5 Disadvantages of Geothermal Energy Explained

Disadvantages of geothermal energy are; capital cost, geographic limitation, hazard risk, low mobility, and gaseous emissions.


This article discusses the disadvantages of geothermal energy, as follows;






1). Capital Cost (as one of the Disadvantages of Geothermal Energy)

The cost to produce geothermal energy is about US$ 1377 per kW, based on a range of US$ 1062-1692 /kW installed [5].

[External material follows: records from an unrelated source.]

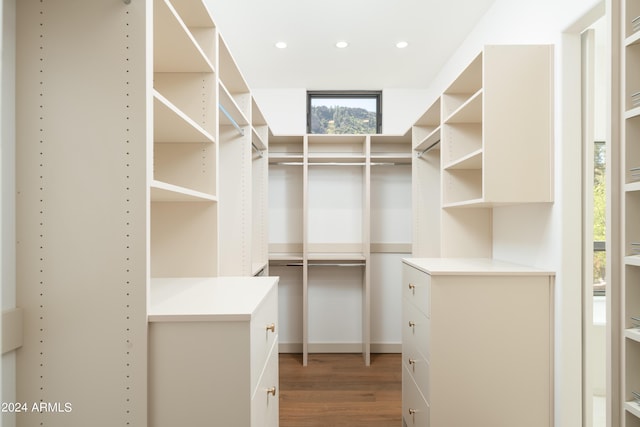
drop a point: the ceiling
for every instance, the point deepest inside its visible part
(433, 29)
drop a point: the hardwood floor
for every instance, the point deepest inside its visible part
(338, 390)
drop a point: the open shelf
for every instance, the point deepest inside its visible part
(172, 125)
(175, 48)
(469, 112)
(163, 192)
(231, 113)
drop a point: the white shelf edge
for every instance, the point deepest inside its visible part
(633, 408)
(459, 163)
(632, 334)
(632, 113)
(632, 186)
(633, 260)
(165, 192)
(188, 121)
(464, 106)
(632, 39)
(429, 140)
(471, 203)
(336, 256)
(257, 267)
(229, 104)
(282, 256)
(257, 139)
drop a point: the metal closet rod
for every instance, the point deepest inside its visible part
(429, 148)
(341, 164)
(233, 122)
(324, 264)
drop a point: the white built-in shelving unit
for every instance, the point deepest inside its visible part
(142, 159)
(485, 142)
(331, 207)
(630, 209)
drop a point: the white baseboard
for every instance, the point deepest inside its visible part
(340, 348)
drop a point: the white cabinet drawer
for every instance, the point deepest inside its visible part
(418, 368)
(415, 410)
(415, 331)
(264, 332)
(265, 401)
(416, 286)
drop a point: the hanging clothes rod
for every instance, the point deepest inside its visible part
(287, 163)
(233, 122)
(341, 164)
(429, 148)
(257, 150)
(337, 164)
(337, 264)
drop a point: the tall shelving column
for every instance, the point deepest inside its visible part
(337, 172)
(426, 134)
(184, 229)
(286, 181)
(259, 191)
(83, 123)
(630, 135)
(495, 132)
(235, 152)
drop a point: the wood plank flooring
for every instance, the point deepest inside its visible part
(338, 390)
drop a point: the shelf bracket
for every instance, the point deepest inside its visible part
(257, 150)
(233, 122)
(429, 148)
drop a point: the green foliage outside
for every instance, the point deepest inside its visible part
(599, 211)
(342, 120)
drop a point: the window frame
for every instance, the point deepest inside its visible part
(346, 94)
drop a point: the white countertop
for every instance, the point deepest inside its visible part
(207, 298)
(473, 266)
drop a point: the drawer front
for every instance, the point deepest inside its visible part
(418, 367)
(415, 410)
(416, 288)
(415, 331)
(265, 401)
(264, 332)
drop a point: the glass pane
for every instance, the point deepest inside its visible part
(344, 115)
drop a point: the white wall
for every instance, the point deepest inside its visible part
(7, 201)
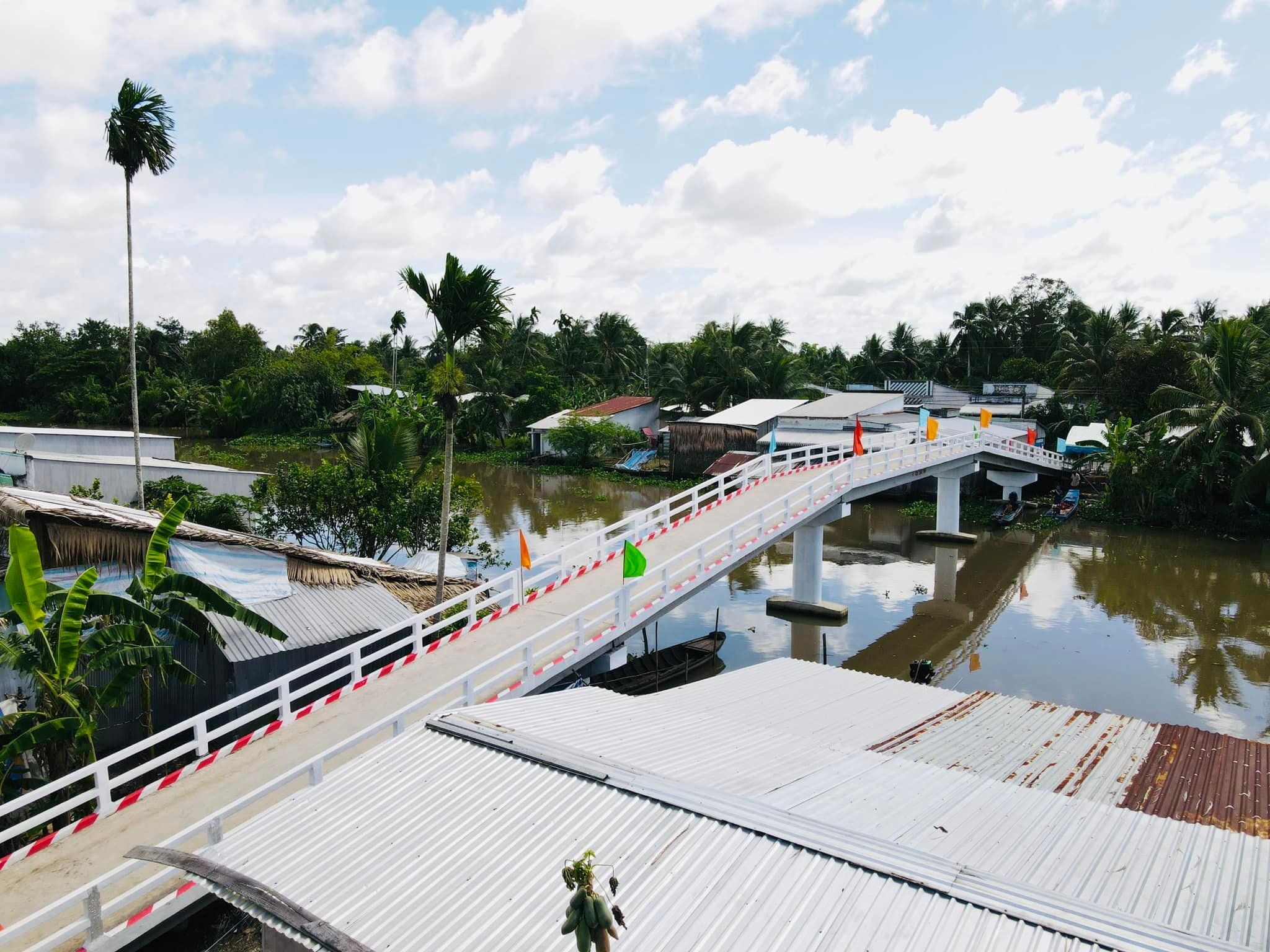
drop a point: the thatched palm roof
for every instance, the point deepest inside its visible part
(74, 531)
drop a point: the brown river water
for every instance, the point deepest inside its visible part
(1168, 626)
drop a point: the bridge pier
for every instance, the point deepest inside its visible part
(948, 516)
(808, 562)
(1011, 482)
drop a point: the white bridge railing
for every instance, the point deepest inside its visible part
(525, 666)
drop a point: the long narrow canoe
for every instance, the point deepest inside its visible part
(667, 668)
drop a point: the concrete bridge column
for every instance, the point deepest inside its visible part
(808, 563)
(948, 516)
(1011, 482)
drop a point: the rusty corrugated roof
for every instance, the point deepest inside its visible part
(1202, 777)
(729, 461)
(614, 405)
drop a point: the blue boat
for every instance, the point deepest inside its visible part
(1062, 511)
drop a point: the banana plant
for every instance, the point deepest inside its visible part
(180, 604)
(45, 640)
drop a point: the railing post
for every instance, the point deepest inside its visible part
(201, 738)
(102, 782)
(93, 913)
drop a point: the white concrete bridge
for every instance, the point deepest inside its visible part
(71, 889)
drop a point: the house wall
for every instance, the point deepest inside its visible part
(118, 480)
(94, 443)
(639, 416)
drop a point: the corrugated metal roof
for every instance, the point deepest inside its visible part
(314, 615)
(752, 413)
(98, 460)
(842, 405)
(71, 432)
(614, 405)
(441, 838)
(1207, 778)
(1030, 743)
(729, 461)
(793, 735)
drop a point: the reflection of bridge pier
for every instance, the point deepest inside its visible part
(951, 625)
(945, 604)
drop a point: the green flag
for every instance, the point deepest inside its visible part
(633, 562)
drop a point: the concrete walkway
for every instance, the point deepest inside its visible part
(65, 866)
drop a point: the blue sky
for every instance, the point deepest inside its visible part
(843, 165)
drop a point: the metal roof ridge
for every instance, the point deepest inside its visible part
(1068, 915)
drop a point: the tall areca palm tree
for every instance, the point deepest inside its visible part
(1228, 408)
(465, 304)
(138, 136)
(397, 324)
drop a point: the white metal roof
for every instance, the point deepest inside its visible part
(729, 808)
(441, 838)
(752, 413)
(1090, 433)
(98, 460)
(797, 735)
(842, 405)
(313, 615)
(60, 432)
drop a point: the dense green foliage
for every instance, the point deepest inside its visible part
(584, 441)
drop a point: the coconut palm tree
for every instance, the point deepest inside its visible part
(465, 305)
(1228, 407)
(138, 136)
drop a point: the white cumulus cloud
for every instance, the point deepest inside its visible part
(1202, 61)
(868, 15)
(567, 178)
(775, 84)
(849, 77)
(539, 55)
(1238, 8)
(474, 140)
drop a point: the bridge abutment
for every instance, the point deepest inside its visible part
(1011, 482)
(948, 516)
(806, 599)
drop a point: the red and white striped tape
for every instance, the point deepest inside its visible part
(208, 759)
(143, 913)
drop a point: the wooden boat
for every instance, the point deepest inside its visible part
(1062, 511)
(1006, 513)
(667, 668)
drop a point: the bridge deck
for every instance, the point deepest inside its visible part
(48, 875)
(69, 865)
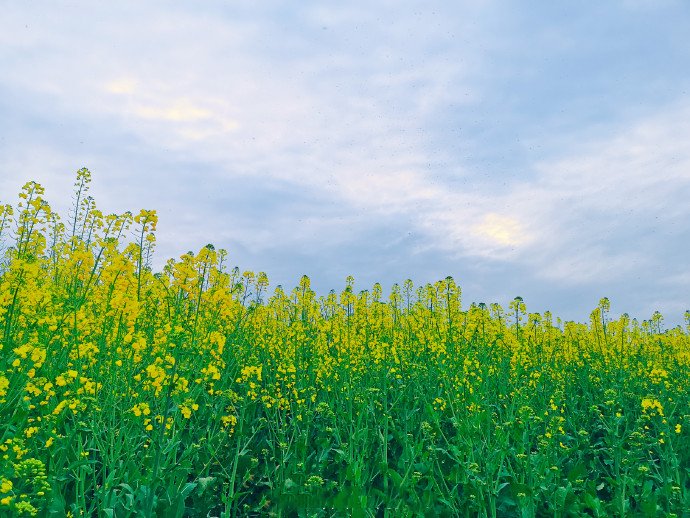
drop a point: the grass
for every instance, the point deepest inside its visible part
(192, 392)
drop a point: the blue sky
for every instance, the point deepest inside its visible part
(532, 149)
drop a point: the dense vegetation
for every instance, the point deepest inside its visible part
(192, 392)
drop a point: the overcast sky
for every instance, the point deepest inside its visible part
(537, 149)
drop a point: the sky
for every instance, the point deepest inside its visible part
(533, 149)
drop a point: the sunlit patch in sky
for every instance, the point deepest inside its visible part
(501, 230)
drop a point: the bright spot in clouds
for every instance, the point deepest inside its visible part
(501, 230)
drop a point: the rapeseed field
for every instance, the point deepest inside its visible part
(193, 391)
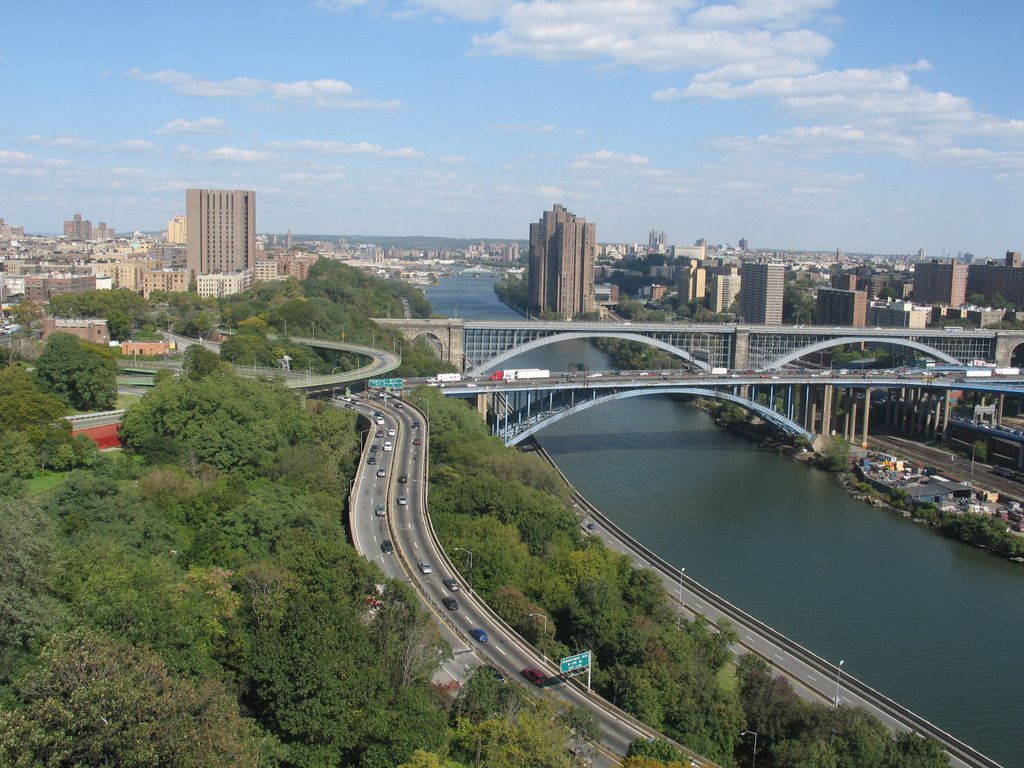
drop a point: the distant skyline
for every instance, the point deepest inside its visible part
(867, 126)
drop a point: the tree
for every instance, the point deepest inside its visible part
(94, 700)
(200, 361)
(84, 375)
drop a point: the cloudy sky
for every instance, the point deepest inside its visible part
(875, 126)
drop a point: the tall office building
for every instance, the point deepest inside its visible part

This means that several millions of dollars will be required for the installation of any functional geothermal power plant with usable capacity.

Capital costs within this range can be difficult to provide, for many aspiring users of geothermal energy, especially when it involves private or local installation schemes.

The cost of geothermal energy development comes mainly from preliminary activities like prospecting to locate hydrothermal resources, drilling, design and installation of geothermal pumps, among others.

At the point of use however, geothermal energy is low cost, compared to fossil fuels, nuclear and some renewable energy resources.

The cost effectiveness of geothermal energy makes it a fairly good investment, as geothermal heat is more consistent than solar and wind.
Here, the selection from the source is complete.